I am not refusing visibility. Visibility is part of the work. If no one finds the essay, the essay was not written.

What I am refusing is a framing of the maker.

When I imagine the next twenty years, the picture I want is a flare lit at sea. A signal that helps the people who are already sailing toward something find each other. The flare burns for as long as the work needs it. The flare is not the boat. The flare is not the captain. The flare is a single point of light in a particular stretch of water, and what it does is make finding possible.

I have been calling this the flare. Sometimes the signal flare. Sometimes — when I am thinking about it as a stretch of years rather than a single piece — the holder. These words behave differently from personal brand in three ways I can name.

First, they do not center the person. The flare is a thing in the world; the holder is a function in a tradition. Both presume the work matters more than the maker.

Second, they are temporary. A flare burns out. A holder hands on. Personal brand implies something permanent — a name that travels with you across decades, a recognizable self. Flare and holder both assume the role is for a stretch and then ends. That assumption is important. It means I am not building toward a permanent self. I am building toward a stretch of useful holding, and then a quiet handoff.

Third, they refuse a sales register. Personal brand converts cleanly into pitches: let me help you build your personal brand. Flare does not convert that way. Holder even less. The vocabulary itself does not lend itself to upsell. This is, for me, a feature.


When you study a teacher who is genuinely useful, two things happen. You inherit their mechanics — frameworks, structures, sequences. And you risk inheriting their words.

The mechanics are usually safe. Five P’s are five P’s. The structure of pitch, publish, product, profile, partnership works whether you call yourself a brand or a flare. Mechanics travel.

Words do not travel as easily. Words shape what the work becomes. If you spend ten years saying personal brand, you will, at the end of ten years, have built a personal brand. If you spend ten years saying the work passing through me for this stretch, you will have built something else. Both might be valuable. They will not be the same thing.

The discipline of studying a teacher is, in part, the discipline of separating the mechanics from the words. Take the framework. Notice the vocabulary. Ask whether the vocabulary belongs to your tradition or to theirs. If it belongs to theirs and not yours, name what your tradition calls the same thing, and use that instead.

This is not pedantry. It is not preciousness. It is the protection of a different artistic life from being slowly converted into the teacher’s life by language osmosis.

I have inherited words from teachers before.

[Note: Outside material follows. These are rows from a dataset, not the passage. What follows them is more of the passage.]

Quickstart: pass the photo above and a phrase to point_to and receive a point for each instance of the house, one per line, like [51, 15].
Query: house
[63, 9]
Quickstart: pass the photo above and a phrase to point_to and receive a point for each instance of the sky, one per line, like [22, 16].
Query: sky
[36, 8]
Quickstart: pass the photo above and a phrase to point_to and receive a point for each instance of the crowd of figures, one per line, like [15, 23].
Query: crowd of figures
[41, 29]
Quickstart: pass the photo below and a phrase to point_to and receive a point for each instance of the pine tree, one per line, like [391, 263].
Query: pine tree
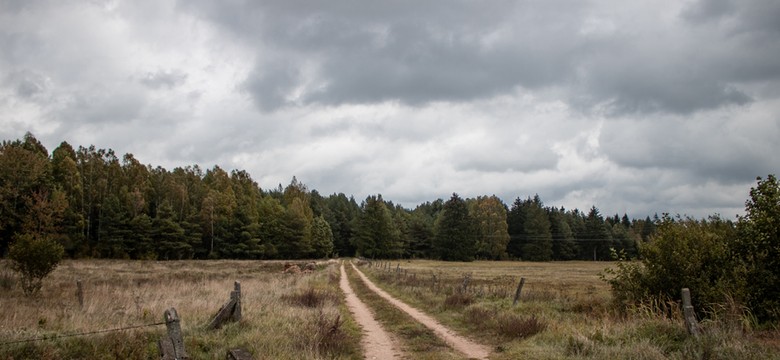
[455, 238]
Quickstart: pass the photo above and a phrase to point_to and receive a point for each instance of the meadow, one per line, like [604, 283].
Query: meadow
[564, 312]
[285, 316]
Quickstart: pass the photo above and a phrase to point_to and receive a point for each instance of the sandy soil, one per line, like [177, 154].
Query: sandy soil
[377, 343]
[459, 343]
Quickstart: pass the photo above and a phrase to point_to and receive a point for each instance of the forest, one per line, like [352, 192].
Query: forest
[98, 205]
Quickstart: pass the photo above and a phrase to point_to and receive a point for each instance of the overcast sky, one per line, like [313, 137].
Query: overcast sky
[636, 107]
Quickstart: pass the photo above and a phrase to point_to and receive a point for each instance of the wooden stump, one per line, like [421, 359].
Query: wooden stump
[172, 346]
[691, 324]
[519, 289]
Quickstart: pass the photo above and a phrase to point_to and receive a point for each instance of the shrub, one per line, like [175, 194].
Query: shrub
[513, 326]
[684, 253]
[34, 258]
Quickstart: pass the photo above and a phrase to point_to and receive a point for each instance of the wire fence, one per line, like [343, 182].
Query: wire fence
[60, 336]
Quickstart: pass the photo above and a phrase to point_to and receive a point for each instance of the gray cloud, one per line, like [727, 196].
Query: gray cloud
[462, 51]
[160, 79]
[637, 107]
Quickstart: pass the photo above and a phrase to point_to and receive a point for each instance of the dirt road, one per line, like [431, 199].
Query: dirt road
[376, 341]
[459, 343]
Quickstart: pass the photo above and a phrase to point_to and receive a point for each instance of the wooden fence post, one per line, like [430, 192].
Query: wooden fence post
[231, 311]
[236, 295]
[691, 324]
[172, 346]
[519, 289]
[464, 286]
[80, 293]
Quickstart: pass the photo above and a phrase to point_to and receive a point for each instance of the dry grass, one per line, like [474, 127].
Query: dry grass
[126, 293]
[565, 312]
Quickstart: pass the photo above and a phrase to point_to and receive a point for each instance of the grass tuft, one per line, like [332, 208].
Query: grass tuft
[310, 297]
[458, 300]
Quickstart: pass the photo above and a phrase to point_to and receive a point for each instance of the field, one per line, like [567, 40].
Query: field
[564, 312]
[285, 316]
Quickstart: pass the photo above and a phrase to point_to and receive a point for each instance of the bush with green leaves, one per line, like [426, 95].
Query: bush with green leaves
[34, 257]
[718, 261]
[757, 250]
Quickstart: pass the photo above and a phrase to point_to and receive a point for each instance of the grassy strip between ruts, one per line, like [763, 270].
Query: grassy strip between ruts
[417, 341]
[568, 322]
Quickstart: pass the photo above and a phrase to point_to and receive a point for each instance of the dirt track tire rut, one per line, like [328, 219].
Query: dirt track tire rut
[376, 342]
[469, 348]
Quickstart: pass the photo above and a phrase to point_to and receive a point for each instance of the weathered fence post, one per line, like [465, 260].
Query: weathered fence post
[230, 311]
[690, 316]
[464, 286]
[172, 346]
[519, 289]
[236, 295]
[80, 293]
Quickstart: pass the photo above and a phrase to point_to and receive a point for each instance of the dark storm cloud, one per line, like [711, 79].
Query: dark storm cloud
[27, 83]
[417, 53]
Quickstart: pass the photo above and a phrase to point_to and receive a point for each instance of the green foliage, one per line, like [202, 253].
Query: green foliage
[98, 204]
[455, 238]
[758, 249]
[719, 262]
[322, 238]
[489, 214]
[376, 235]
[34, 257]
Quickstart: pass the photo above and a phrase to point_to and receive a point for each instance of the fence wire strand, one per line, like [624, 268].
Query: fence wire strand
[53, 337]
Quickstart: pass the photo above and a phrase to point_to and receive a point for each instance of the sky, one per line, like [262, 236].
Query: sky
[637, 107]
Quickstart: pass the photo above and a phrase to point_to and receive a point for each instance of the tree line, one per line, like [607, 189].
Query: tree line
[96, 204]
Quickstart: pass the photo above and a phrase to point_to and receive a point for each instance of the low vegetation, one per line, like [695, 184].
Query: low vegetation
[280, 319]
[564, 311]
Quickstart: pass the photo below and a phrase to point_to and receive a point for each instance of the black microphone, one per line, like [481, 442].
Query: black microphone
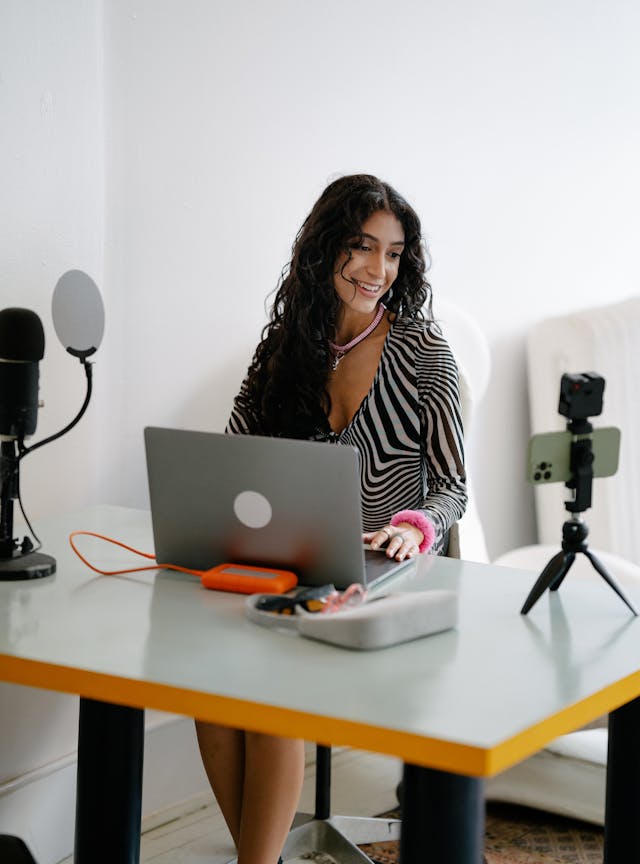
[21, 348]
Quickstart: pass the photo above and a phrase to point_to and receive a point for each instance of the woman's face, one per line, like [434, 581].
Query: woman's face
[361, 280]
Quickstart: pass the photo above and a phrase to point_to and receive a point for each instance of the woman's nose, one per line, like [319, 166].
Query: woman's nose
[377, 265]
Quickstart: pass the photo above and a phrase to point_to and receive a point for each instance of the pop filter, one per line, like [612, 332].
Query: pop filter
[78, 313]
[78, 319]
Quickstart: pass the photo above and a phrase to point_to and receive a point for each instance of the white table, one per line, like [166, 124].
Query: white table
[455, 707]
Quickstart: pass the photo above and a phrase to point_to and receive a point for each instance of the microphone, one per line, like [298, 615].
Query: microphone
[78, 318]
[21, 347]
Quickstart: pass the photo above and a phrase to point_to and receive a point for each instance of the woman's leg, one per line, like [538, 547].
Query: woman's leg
[222, 751]
[274, 771]
[257, 780]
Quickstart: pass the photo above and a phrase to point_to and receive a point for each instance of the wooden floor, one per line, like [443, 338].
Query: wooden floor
[363, 784]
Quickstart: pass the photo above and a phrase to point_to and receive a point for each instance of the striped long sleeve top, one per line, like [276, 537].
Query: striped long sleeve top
[408, 431]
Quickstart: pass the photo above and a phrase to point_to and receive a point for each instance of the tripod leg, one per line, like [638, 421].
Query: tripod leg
[569, 558]
[602, 570]
[553, 573]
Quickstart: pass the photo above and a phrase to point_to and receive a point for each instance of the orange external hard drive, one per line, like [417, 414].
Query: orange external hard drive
[246, 579]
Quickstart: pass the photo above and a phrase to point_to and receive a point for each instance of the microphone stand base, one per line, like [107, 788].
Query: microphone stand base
[33, 565]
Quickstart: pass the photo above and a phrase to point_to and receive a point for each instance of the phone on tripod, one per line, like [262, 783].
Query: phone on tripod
[549, 454]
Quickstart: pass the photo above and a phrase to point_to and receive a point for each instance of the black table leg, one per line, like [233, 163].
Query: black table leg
[443, 817]
[621, 832]
[109, 786]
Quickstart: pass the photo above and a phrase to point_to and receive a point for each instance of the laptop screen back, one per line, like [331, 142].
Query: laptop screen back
[246, 499]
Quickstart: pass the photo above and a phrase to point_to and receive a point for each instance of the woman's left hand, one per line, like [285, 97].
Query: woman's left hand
[402, 541]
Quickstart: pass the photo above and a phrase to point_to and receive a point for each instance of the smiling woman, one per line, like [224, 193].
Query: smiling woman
[348, 358]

Bright Shiny Objects is one I now use without quotation marks, because Molly Gordon used it more than a decade ago and it traveled cleanly into the work I am doing now. Holder came from her too. Words can be inherited. The decision is which ones.

Personal brand is one I cannot inherit and remain the person I am trying to be in this work.


If you have been studying a teacher and finding that almost everything they teach works for you, except one or two words that make your chest tighten — pay attention to the chest tightening.

The body knows when a word does not belong in the work you are doing, even before the mind can explain it. The friend who asked me about my personal brand was not wrong to ask. She was asking the question the culture asks. The body’s answer — the long pause, the small collapse — was the data.

You are not obliged to use the words your favorite teachers use. You are not obliged to flinch from those words either. You are obliged, as far as I can see, to know which words belong in your work and which do not, and to find or make the ones that do.

Daniel Priestley taught me, this year, that visibility is part of the work and not a betrayal of it. I am grateful. I will keep studying him. I will keep recommending his books to anyone who is trying to become findable for the right reasons.

I will not say personal brand. I will say flare. I will say holder. I will say the work for this stretch.

If you find your own word for it, send it to me. I have a feeling there are more of us than the teachers know.